Seguimos “The Strip” hasta el “Caesars”. Éste está inspirado en la ciudad eterna, en Roma, y Carlos se va para dentro del tirón. Estatuas enormes de la antigua Roma, cúpulas, fuentes… ¡hasta una réplica del Coliseo y de la Fontana di Trevi hay aquí dentro! Paseamos (porque lo que uno hace aquí es pasear admirando sus alrededores) por las calles del centro comercial hasta llegar a su casino, donde nos ponemos detrás de alguna mesa a ver alguna mano de poker.

Después de perdernos varias veces en el laberinto de galerías y mesas de crupieres, salimos de nuevo al exterior. Seguimos avanzando, viendo desde fuera algunos complejos tan famosos como el “Flamingo”, el primer resort que abrió aquí, el “París Las Vegas” con su Torre Eiffel y Arco del Triunfo, o el “Bellagio” donde disfrutamos del espectáculo de agua y luces que hace en sus enormes fuentes.




Nos acercamos también hasta la famosa “MSG Sphere”, la estructura esférica más grande del mundo, con una altura de 112 metros y un diámetro de 157 metros, completamente cubierta por una pantalla LED envolvente, tanto en su exterior como en su interior. La pantalla externa es la más grande del mundo y puede proyectar imágenes y videos en alta resolución,

El tiempo vuela mientras paseamos por aquí, buscando el hotel más chulo, entrando en los casinos a ver si apostamos algo de dinerito y pasándonoslo pipa con los grupos de gente que empiezan ya a salir a la calle a comenzar la fiesta. Anochece y poco a poco, todo lo que habíamos visto de día empieza a iluminarse y aparece ante nosotros una nueva ciudad, totalmente distinta y chulísima.




No queremos que acabe del día así que, después de cenar una hamburguesa en In-N-Out, conducimos de vuelta a casa, pasando por la zona donde hay varias iglesias con grandes carteles en su exterior que invitan a casarte en menos de 5 minutos. Aquí en Las Vegas…… Algunas por la rapidez, otras por el espectáculo, pero muchas parejas eligen celebrar aquí su boda, ¡más de 70.000 en un año!

Aparcamos el coche en el hotel y salimos otro ratito al Downtown, a despedirnos de la noche de Las Vegas.

A la mañana siguiente, antes de seguir nuestro roadtrip por la costa oeste de EEUU, nos acercamos hasta una de las tiendas más famosas de Las Vegas, de la que tanto Carlos como mi hermano son unos buenos frikis: “Gold & Silver Pawn Shop”. Esta tienda se hizo famosa por aparecer en un programa americano de televisión de compraventa, en el que muestra que todo, hasta la mayor antigualla, tiene un precio.
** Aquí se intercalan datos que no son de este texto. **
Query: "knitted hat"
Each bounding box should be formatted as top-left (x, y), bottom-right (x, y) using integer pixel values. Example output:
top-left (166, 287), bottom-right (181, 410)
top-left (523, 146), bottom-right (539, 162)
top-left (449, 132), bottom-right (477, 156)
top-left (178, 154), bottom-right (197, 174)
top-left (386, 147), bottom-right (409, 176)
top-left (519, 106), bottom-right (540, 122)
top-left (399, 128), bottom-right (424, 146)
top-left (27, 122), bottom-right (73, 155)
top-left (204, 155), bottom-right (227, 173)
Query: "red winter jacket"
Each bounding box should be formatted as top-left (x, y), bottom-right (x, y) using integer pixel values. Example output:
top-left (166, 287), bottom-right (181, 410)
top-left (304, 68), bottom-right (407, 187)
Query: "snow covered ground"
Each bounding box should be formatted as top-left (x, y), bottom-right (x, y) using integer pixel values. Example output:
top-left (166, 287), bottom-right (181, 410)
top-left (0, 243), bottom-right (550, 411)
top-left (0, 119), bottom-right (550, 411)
Y ya de aquí seguimos nuestro camino, adentrándonos más en el país en busca de parques nacionales, después de haber pasado 48 horas súper divertidas en la ciudad del pecado. Sin duda volveríamos a visitar esta ciudad que nos ha parecido un oasis en todos los sentidos, pero intentaríamos venir con más tiempo y, sobre todo, con más dinero… ¡para alojarnos en el piso 80 de la Pirámide de Egipto!